For every product that's released, Google has a way, or is developing a way, to help you better organize the information that comes out of and through that product. It's the ultimate meta service.

For that reason, Google doesn't need to build a computer. It doesn't need to build an operating system.

But what it does need to do is control your desktop. Because the desktop is still where you do most of your content generation.

In that context, Google Pack can be seen as a preemptive strike against Windows Vista and IE7. Use any OS you want, says Google, but let us manage your information.
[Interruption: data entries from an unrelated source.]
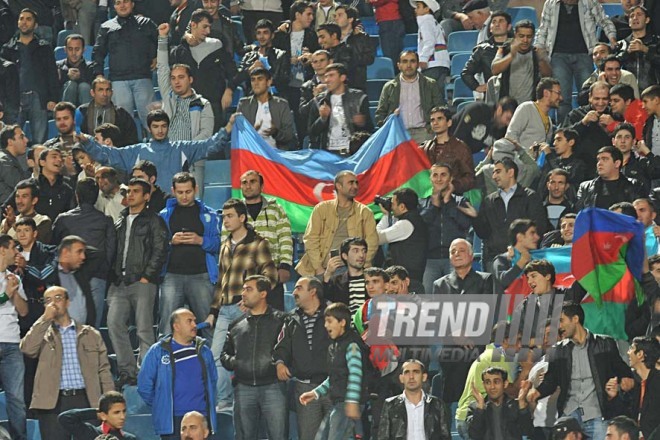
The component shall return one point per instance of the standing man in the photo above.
(37, 79)
(192, 262)
(248, 353)
(178, 375)
(130, 43)
(141, 253)
(73, 366)
(412, 94)
(271, 222)
(332, 222)
(13, 303)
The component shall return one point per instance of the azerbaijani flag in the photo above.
(607, 259)
(298, 180)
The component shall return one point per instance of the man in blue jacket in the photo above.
(192, 266)
(178, 375)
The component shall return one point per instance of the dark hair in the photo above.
(146, 187)
(29, 184)
(147, 167)
(545, 84)
(201, 14)
(110, 131)
(331, 29)
(493, 371)
(238, 206)
(571, 309)
(543, 267)
(508, 164)
(157, 115)
(64, 105)
(110, 398)
(408, 197)
(183, 177)
(298, 7)
(87, 191)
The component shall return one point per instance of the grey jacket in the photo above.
(281, 116)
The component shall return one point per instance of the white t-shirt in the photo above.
(10, 332)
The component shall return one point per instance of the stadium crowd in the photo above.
(107, 244)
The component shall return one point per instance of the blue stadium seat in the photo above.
(462, 41)
(381, 68)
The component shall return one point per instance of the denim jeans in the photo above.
(569, 67)
(178, 290)
(263, 402)
(12, 372)
(435, 269)
(226, 315)
(31, 110)
(134, 94)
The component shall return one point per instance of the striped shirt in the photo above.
(71, 377)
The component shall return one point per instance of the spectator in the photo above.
(186, 383)
(12, 369)
(168, 156)
(531, 121)
(37, 77)
(568, 38)
(639, 51)
(323, 232)
(586, 120)
(191, 270)
(266, 56)
(100, 110)
(479, 124)
(412, 94)
(520, 65)
(258, 392)
(499, 416)
(499, 209)
(348, 287)
(300, 353)
(586, 396)
(337, 113)
(250, 256)
(129, 40)
(95, 228)
(269, 115)
(444, 213)
(610, 186)
(74, 72)
(141, 253)
(73, 374)
(111, 411)
(444, 148)
(13, 144)
(477, 70)
(26, 197)
(211, 64)
(401, 414)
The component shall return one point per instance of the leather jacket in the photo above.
(147, 248)
(394, 419)
(249, 347)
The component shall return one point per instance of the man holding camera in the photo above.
(407, 236)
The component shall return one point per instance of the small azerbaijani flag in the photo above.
(298, 180)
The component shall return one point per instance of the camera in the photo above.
(386, 202)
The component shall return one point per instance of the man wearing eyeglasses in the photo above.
(73, 366)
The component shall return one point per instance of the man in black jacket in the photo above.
(303, 357)
(397, 412)
(259, 394)
(583, 365)
(38, 81)
(142, 239)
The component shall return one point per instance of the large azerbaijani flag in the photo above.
(298, 180)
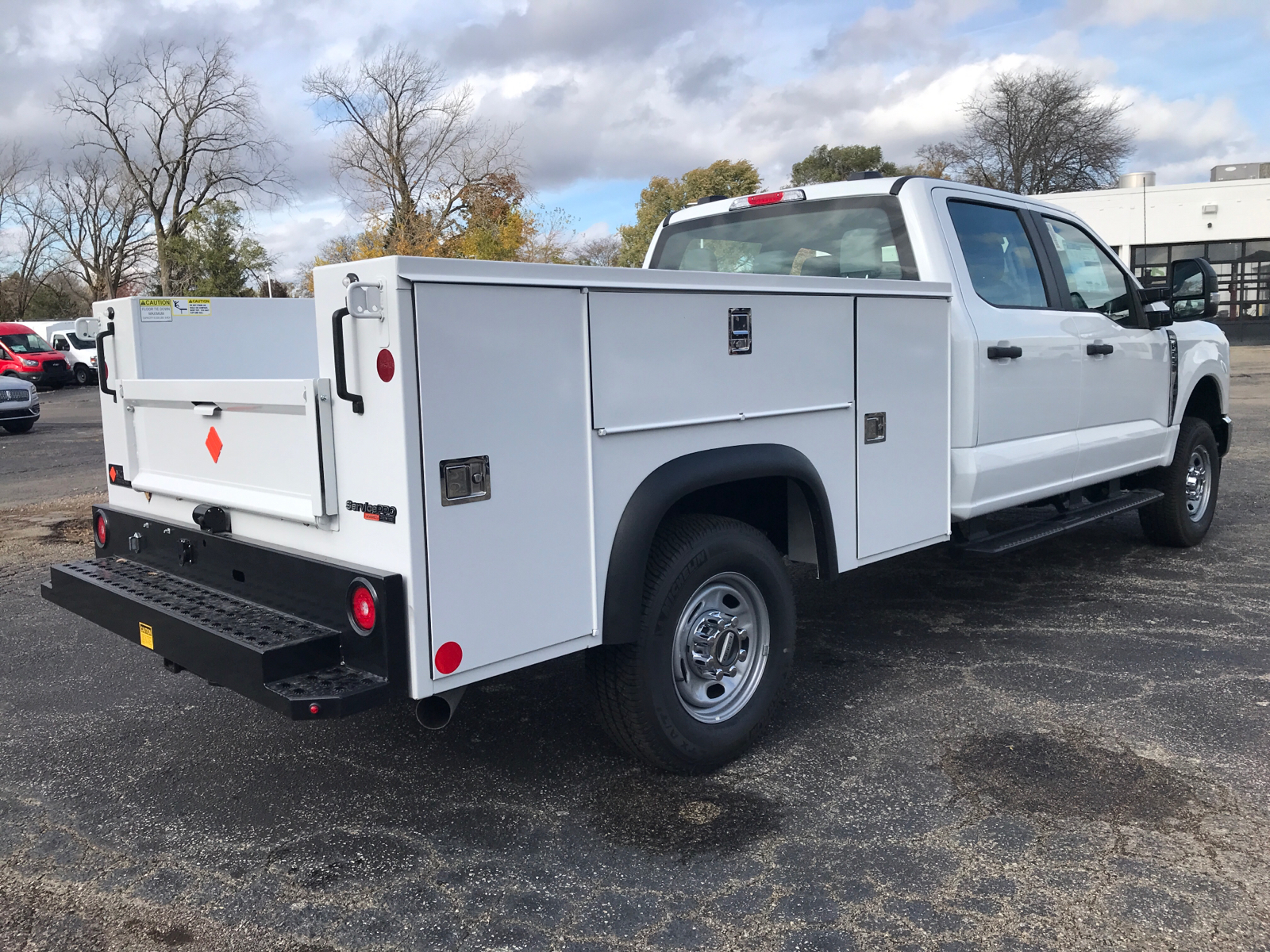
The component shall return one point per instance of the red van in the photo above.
(25, 355)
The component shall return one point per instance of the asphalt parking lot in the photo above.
(1060, 749)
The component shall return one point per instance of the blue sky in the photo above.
(607, 94)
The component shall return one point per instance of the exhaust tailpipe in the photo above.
(435, 712)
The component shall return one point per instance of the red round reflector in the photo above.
(768, 198)
(364, 608)
(448, 658)
(385, 365)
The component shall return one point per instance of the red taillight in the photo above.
(385, 365)
(791, 194)
(364, 608)
(766, 198)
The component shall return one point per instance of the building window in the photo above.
(1242, 273)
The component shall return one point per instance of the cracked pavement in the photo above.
(1057, 749)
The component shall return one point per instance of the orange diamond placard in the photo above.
(214, 444)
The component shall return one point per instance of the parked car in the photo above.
(27, 355)
(19, 405)
(79, 351)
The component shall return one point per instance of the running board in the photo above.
(1010, 539)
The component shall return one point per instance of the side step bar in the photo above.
(1010, 539)
(286, 663)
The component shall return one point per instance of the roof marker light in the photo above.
(791, 194)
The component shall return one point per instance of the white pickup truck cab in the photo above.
(467, 467)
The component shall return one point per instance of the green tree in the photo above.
(215, 257)
(664, 196)
(826, 164)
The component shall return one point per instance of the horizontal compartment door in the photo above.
(262, 446)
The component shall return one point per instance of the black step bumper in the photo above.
(308, 668)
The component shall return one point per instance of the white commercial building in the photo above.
(1227, 222)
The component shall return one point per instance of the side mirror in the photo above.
(1193, 290)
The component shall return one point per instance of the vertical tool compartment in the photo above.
(902, 423)
(506, 471)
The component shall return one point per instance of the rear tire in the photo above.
(715, 647)
(1189, 484)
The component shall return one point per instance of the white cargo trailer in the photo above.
(459, 469)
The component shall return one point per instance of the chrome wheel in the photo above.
(1199, 482)
(721, 647)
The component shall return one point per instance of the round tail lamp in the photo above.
(385, 365)
(362, 606)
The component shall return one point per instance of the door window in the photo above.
(999, 255)
(1094, 282)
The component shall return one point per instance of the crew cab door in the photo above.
(1028, 405)
(1124, 366)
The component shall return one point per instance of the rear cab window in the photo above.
(863, 236)
(999, 254)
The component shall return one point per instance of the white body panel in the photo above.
(662, 359)
(506, 378)
(248, 444)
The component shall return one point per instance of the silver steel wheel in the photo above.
(721, 647)
(1199, 482)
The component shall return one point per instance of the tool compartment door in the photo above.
(902, 423)
(260, 446)
(503, 374)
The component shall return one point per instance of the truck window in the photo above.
(837, 238)
(1094, 283)
(999, 255)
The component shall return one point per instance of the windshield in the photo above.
(838, 238)
(25, 343)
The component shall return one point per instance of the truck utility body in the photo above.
(448, 470)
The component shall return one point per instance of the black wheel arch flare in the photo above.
(671, 482)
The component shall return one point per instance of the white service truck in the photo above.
(459, 469)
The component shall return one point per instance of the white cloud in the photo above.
(607, 92)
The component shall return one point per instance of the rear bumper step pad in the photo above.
(283, 662)
(1006, 541)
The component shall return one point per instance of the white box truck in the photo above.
(457, 469)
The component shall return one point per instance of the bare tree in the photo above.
(16, 163)
(101, 220)
(187, 131)
(1037, 132)
(600, 251)
(410, 152)
(33, 254)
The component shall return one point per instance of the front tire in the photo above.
(715, 647)
(1189, 482)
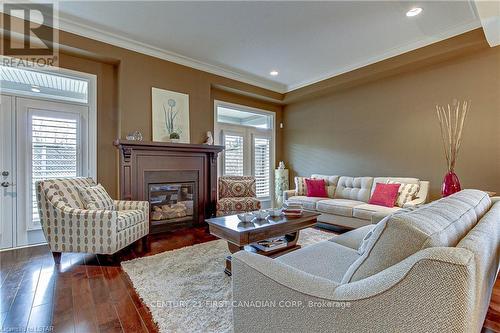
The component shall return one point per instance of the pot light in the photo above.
(414, 12)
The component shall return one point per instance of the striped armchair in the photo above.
(69, 227)
(237, 194)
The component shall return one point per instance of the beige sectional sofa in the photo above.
(347, 204)
(431, 269)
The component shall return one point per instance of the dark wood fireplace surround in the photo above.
(139, 158)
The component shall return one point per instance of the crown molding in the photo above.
(460, 29)
(133, 45)
(71, 26)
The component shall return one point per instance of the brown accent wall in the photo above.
(125, 79)
(383, 123)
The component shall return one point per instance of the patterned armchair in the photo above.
(237, 194)
(69, 227)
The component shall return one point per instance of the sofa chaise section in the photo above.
(427, 270)
(347, 202)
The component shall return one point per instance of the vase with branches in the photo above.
(170, 115)
(451, 121)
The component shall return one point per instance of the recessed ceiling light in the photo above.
(414, 12)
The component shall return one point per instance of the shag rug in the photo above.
(187, 290)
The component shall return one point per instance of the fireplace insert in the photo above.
(173, 199)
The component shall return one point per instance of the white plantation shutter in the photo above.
(55, 150)
(233, 155)
(262, 166)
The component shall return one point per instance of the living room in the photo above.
(249, 166)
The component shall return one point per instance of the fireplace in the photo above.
(173, 197)
(179, 181)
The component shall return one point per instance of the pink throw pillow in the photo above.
(385, 195)
(316, 188)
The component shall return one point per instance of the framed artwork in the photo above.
(170, 116)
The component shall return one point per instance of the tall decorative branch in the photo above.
(451, 121)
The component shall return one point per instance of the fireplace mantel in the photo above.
(138, 158)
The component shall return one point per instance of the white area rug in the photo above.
(186, 289)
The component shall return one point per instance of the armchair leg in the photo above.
(145, 243)
(57, 257)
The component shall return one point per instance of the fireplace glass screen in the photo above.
(171, 202)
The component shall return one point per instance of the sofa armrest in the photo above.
(288, 193)
(245, 264)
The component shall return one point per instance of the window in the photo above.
(233, 155)
(262, 166)
(247, 135)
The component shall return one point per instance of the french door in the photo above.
(40, 140)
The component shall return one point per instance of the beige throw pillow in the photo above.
(407, 192)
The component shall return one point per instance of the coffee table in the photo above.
(239, 235)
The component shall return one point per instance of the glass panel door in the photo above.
(7, 172)
(51, 143)
(54, 150)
If we take a look at the applications that will supposedly be in Google Pack, we see that every single one competes with one of Microsoft's products.

Firefox competes with IE, Norton anti-virus competes with OneCare, Ad-Aware competes with Defender, Picasa competes with Photo Gallery in Vista, Google Earth competes with Live Local, Google desktop competes with Windows, Google toolbar competes with the IE toolbar, Adobe Reader competes with Microsoft's Metro format.

The last two Google Pack apps, Trillian and RealPlayer, are interesting choices.

Why bundle in Trillian and Google Talk? Because Trillian is a federated application (just like Google, in a way). And, you can use your Google Talk account, which uses Jabber, with Trillian.

Why bundle in RealPlayer? Obviously, RealPlayer competes with Windows Media Player. (And, speaking of which, Google is rumored to be launching a desktop media player that complements their new expanded search service.)

And RealNetworks is no friend to Microsoft. It won a lawsuit against the Redmond-based company last year, and now a link to its online service Rhapsody is included in Windows Media Player.

Some people have pointed out that Google Pack doesn't include a word processor or other software that competes directly with Microsoft's core business.

Of course not. Google doesn't need to get into that space. Why build word processing software when you can simply index the content of its documents and sell ads around searching it?

Given all this, I don't know why Gates is so concerned with IBM.

By the time Vista arrives, your process tray will be chockablock with Google or Google's partner's applications.

Who knows what partnerships lie ahead for Google. Its federated embedding plan is so good, I wouldn't be surprised if we start to see Google apps being shipped on PCs.

That would be quite an end-run around Microsoft's old embedded browser strategy, wouldn't it?

What must be consternating to Microsoft and any other competitor is that Google can and will make money off its content and software. They're becoming a superstructure around content.

I guess you could say that Google is Java, and everybody else is XML.